Affinché possa essere dato effetto alle disposizioni stabilite nel referendum, la legislazione (che già esiste in forma di bozza) deve essere promulgata dall’Oireachtas, il Parlamento irlandese, che deve tener conto della volontà popolare.

Il Ministro della Sanità Simon Harris si è fatto carico di discutere della questione in occasione della riunione di martedì 29 maggio, così da permettere la promulgazione della legge già in autunno ed evitare che altre donne subiscano lo strazio di dover abortire all’estero, di doverlo fare abusivamente in Irlanda o di portare a termine una gravidanza non voluta.

La bozza di legge su cui si discuterà permetterà un’interruzione di gravidanza entro la 12esima settimana e potrà essere eseguita da un medico di base (GP), da un’ostetrica e da una ginecologa, pubblicamente e privatamente. I medici saranno tenuti legalmente a discutere con la paziente le metodologie per l’interruzione di gravidanza e potranno attendere 3 giorni dalla prima visita prima di somministrare una pillola abortiva.

Se la vita della donna è a rischio o se la gravidanza può portare gravi problemi di salute, saranno due medici a stabilire se l’aborto è possibile anche dopo le prime 12 settimane. Oltre la 24esima settimana di gravidanza, non saranno permessi aborti se non nei casi di anomalie fetali fatali. Nessuna donna potrà essere accusata e rischiare il carcere per aver scelto di abortire e nessun medico potrà essere accusato allo stesso modo. Tuttavia, chiunque permetterà l’aborto senza seguire legge potrà affrontare una potenziale pena pari a 14 anni di carcere.

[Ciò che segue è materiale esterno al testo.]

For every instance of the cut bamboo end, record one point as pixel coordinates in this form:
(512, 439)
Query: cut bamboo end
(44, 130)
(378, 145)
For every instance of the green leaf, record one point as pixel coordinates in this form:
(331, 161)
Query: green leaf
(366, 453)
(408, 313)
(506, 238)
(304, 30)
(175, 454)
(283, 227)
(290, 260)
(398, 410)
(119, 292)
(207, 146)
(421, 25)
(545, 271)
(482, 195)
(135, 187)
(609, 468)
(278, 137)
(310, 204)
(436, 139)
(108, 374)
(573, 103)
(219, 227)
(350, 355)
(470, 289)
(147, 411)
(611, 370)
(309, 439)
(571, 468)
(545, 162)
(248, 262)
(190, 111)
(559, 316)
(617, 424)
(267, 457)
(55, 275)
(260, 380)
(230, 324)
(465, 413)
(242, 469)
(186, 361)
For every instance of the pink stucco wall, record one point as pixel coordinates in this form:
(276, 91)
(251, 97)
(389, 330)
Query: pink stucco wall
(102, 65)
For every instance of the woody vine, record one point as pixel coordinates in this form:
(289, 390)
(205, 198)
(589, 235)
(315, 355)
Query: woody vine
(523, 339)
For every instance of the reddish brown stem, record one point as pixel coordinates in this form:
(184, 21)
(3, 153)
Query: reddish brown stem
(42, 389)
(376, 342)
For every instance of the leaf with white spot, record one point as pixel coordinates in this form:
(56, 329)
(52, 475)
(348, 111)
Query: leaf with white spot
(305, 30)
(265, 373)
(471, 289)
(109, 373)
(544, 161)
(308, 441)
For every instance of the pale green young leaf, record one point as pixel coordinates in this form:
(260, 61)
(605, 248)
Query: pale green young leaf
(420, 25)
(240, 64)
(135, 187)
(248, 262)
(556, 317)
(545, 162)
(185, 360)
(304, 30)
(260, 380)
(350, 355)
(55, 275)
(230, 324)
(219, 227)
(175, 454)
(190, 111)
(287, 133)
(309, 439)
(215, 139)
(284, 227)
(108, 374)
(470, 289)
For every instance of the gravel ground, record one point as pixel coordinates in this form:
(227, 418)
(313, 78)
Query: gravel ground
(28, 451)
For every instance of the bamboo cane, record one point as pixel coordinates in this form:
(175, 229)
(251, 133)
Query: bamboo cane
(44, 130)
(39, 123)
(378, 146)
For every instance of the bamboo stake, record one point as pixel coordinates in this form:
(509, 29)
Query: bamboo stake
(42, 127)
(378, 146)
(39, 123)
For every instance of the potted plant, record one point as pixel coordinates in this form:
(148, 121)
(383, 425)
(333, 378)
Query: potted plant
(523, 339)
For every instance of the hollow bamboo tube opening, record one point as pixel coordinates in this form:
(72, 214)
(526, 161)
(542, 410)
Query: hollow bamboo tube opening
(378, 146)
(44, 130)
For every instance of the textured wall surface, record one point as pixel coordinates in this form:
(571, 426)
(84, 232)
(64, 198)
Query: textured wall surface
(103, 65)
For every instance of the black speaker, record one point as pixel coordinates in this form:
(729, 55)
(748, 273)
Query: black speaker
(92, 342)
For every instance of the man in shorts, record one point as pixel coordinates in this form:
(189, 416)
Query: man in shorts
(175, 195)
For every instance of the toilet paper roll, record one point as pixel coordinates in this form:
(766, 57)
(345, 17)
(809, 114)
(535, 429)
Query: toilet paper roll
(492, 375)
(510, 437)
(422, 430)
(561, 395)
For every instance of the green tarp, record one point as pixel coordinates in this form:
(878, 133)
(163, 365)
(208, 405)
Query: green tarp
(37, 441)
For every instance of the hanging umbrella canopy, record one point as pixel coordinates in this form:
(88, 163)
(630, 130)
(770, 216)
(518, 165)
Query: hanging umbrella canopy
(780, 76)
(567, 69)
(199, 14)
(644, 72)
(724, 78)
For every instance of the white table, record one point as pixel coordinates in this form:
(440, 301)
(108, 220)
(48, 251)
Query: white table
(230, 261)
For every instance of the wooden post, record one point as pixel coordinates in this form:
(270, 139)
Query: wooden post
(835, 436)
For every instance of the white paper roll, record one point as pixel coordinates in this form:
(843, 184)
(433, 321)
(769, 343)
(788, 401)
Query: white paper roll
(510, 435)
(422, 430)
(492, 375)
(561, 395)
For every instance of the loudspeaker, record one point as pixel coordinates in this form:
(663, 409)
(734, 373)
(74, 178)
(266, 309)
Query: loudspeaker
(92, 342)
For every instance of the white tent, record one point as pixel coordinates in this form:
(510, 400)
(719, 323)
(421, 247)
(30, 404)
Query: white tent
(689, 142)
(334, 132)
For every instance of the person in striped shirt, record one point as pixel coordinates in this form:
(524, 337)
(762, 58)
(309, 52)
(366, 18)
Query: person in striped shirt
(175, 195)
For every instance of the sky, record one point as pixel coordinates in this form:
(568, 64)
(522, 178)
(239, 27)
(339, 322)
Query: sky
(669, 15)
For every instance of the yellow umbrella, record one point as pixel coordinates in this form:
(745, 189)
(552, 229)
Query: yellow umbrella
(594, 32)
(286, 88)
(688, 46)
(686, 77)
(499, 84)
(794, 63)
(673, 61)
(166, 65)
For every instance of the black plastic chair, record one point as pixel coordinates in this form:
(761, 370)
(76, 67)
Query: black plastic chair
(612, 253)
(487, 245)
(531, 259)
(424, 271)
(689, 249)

Una volta in Parlamento, ci si aspetta che il fronte del NO agisca compatto per fare in modo che la volontà della popolazione sia invalidata ma, esattamente come successo 3 anni fa con l’introduzione delle unioni legali tra persone dello stesso sesso, il risultato è già scritto.

Nell’attesa della nuova legge, Together for Yes ha già dichiarato di voler spingere per l’accesso all’aborto in paesi come l’Irlanda del Nord, la Polonia, l’Argentina, il Salvador e il Brasile. L’Irlanda del Nord, formalmente parte del Regno Unito, diventa dunque una delle chiavi su cui si gioca il futuro dei diritti delle donne e, su un livello diverso, il futuro di una potenziale Irlanda unita.

Gli attivisti si muoveranno anche per fare in modo di rimuovere l’ingerenza della Chiesa cattolica nei sistemi educativi e sanitari in un Paese che, ancora oggi, tra le altre cose discrimina in base alla religione l’accesso a servizi di base, per esempio l’educazione. Un processo complesso ma su cui la nuova Irlanda punta per stabilire le basi di un futuro migliore e per affrancarsi dai crimini commessi e nascosti nel passato.

Non è vero, come ha scritto qualcuno, che l’Irlanda ha votato per cancellare l’ottavo emendamento solo per staccarsi dal Regno Unito: l’Irlanda ha votato per riconoscere un diritto negato, per dire no alla vergogna. E da oggi l’Irlanda sceglie di farsi portavoce del movimento femminista con forza e coscienza, chiedendo anche a gran voce che la rappresentanza femminile in Parlamento sia garantita e aumenti.

Da oggi l’Irlanda scrive la sua Storia ma anche la Storia a livello globale, riaffermando con forza il ruolo della società civile. Quella reale.